Consul errors when `advertise_addr_wan` is set

I’m struggling to understand the behavior of consul in k8s when the config parameter of advertise_addr_wan is set.

I need to communicate to the consul cluster in k8s from other clusters located elsewhere, so I assumed the cluster would need to advertise over WAN using a VIP. I further assumed that setting that config parameter would only apply to servers joining from other clusters over WAN, and not to the servers deployed by helm within the k8s cluster. The docs appear to confirm this:

The advertise WAN address is used to change the address that we advertise to server nodes joining through the WAN

However, as soon as I set that within the helm chart, the consul nodes appear to all attempt to cluster using the WAN address. This may fail, depending on the status of the VIP and various port forwarding- which obviously in undesirable, because a LAN cluster within k8s should stay clustered as long as networking between the k8s nodes is functioning.

As soon as I remove that config option, the nodes cluster as I’d expect and everything is happy:

2021-11-17T22:15:02.768Z [INFO] agent.leader: started routine: routine="CA root pruning"
2021-11-17T22:15:02.772Z [INFO] agent.server: member joined, marking health alive: member=consul-consul-server-2
2021-11-17T22:15:02.779Z [INFO] agent.server: member joined, marking health alive: member=consul-consul-server-0
2021-11-17T22:15:02.847Z [INFO] agent.server: member joined, marking health alive: member=consul-consul-server-1
2021-11-17T22:15:02.854Z [INFO] agent.server: federation state anti-entropy synced
2021-11-17T22:15:03.035Z [INFO] agent: Synced node info 

But add it back in, and the nodes appear to be joining over wan and yelling about weird pings…

2021-11-17T22:29:07.181Z [INFO] agent.server.serf.wan: serf: EventMemberJoin: consul-consul-server-1.control 10.238.1.20
2021-11-17T22:29:07.181Z [INFO] agent.server.serf.wan: serf: EventMemberJoin: consul-consul-server-0.control 10.238.1.20 
2021-11-17T22:29:14.117Z [INFO] agent: Synced node info
2021-11-17T22:29:15.071Z [WARN] agent.server.memberlist.wan: memberlist: Got ping for unexpected node 'consul-consul-server-0.control' from=10.42.7.0:46994
2021-11-17T22:29:16.969Z [WARN] agent.server.memberlist.wan: memberlist: Got ping for unexpected node 'consul-consul-server-0.control' from=10.42.0.0:59135
2021-11-17T22:29:16.969Z [WARN] agent.server.memberlist.wan: memberlist: Refuting a suspect message (from: consul-consul-server-1.control)
2021-11-17T22:29:18.071Z [WARN] agent.server.memberlist.wan: memberlist: Got ping for unexpected node 'consul-consul-server-0.control' from=10.42.7.0:46994
2021-11-17T22:29:18.072Z [WARN] agent.server.memberlist.wan: memberlist: Got ping for unexpected node consul-consul-server-0.control from=10.42.2.0:15825 

What’s up with this? Why is it experiencing WAN problems with the cluster nodes are all LAN? What am I missing?

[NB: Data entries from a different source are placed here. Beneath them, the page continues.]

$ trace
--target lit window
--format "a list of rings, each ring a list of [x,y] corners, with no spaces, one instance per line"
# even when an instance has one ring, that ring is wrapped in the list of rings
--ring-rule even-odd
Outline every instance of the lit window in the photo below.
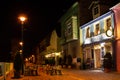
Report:
[[[90,37],[90,28],[88,27],[86,31],[86,38],[89,38],[89,37]]]
[[[106,20],[106,27],[107,27],[107,30],[112,29],[112,27],[111,27],[111,18],[108,18],[108,19]]]
[[[100,34],[100,25],[96,24],[96,26],[95,26],[95,35],[98,35],[98,34]]]
[[[94,8],[94,15],[98,14],[98,6]]]

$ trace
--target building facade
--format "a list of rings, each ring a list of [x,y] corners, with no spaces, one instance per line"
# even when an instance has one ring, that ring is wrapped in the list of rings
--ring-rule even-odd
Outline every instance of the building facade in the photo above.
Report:
[[[114,17],[108,13],[84,24],[82,29],[83,59],[91,60],[91,68],[102,68],[106,52],[110,52],[114,59]]]

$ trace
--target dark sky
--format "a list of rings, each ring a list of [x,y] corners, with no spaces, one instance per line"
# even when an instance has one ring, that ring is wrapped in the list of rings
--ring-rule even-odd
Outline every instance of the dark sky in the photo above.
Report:
[[[30,50],[56,25],[75,0],[3,0],[0,1],[0,53],[9,53],[12,38],[21,37],[19,14],[26,14],[24,41]]]

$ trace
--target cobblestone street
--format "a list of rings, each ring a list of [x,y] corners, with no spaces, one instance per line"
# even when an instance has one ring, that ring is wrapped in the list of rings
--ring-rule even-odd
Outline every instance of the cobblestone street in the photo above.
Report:
[[[24,76],[21,79],[11,80],[120,80],[120,73],[104,73],[100,70],[63,69],[62,75],[48,75],[39,72],[39,76]]]

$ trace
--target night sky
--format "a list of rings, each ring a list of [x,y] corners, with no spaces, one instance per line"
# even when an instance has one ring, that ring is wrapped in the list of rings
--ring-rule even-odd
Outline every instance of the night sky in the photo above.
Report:
[[[11,39],[21,37],[20,14],[26,14],[24,41],[30,51],[57,24],[75,0],[3,0],[0,1],[0,54],[10,53]],[[4,54],[5,55],[5,54]]]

Sorry for the confusion. The servers join each other over both wan and lan so the wan addresses still need to be routable even over the lan.

I agree this seems weird, I can try and find out more info.

Just wanted to mention this is still the behavior with consul 1.11.2.

I have spent a small amount of time looking into where these messages come from, I believe the code that handles this is here, or perhaps here. But it’s not obvious to me from either of those how the WAN pool gets configured or why it is populated with LAN nodes.